LSTM Networks

In a previous project I experimented with Recurrent Neural Nets (RNNs), their implementation, and application to character-level language modelling. In that instance I used a simple RNN architecture, more or less a standard feed-forward network with an optional recurrent connection between layers. This type of network can learn short term correlations in the input stream, but struggles to learn long-term correlations. To address this problem, a special type of RNN was proposed in 1997, called Long Short-Term Memory (LSTM). This network architecture has more in-built structure, compared to a series of fully-connected layers. I view LSTMs as modelling a “memory latch”. An LSTM cell has one data input, one output, and 3 “control” inputs. The controls can be labelled as input, forget, and read. These affect how the LSTM cell treats the incoming data, the current internal state, and the output of the cell. There are several variations of the architecture of an LSTM cell, a common one is shown below:

LSTM Cell <>

The control inputs are computed by passing the weighted activation through a logistic activation function to restrict the range to 0..1. This then interacts with the data input, internal state, and output via product gates.
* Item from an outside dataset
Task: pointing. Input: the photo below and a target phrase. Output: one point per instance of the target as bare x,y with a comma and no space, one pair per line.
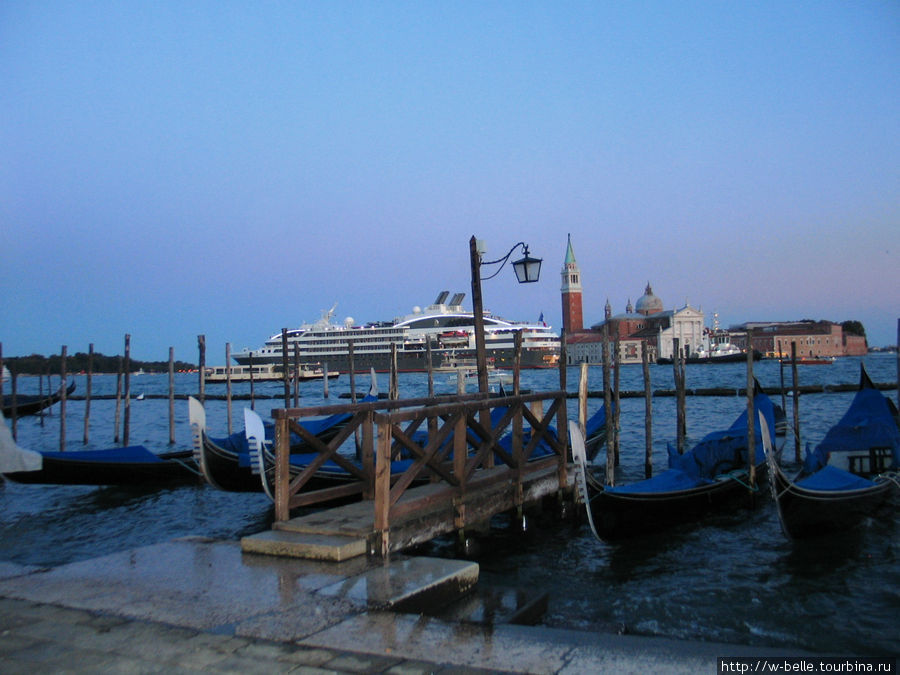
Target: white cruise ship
447,327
For example, if the read control activation is close to 1.0, the product with the cell’s internal memory will not change the value, outputting the cell’s memory. However, if the read control is close to 0.0, then it will cancel out the internal state, outputting 0 from the cell.

One thing to point out with an LSTM is that unlike fully-connected layers, not all of the gates have weighted inputs. The inputs of the product gates are not weighted. Only the data and control nodes have weighted inputs, as well as the internal state summation node.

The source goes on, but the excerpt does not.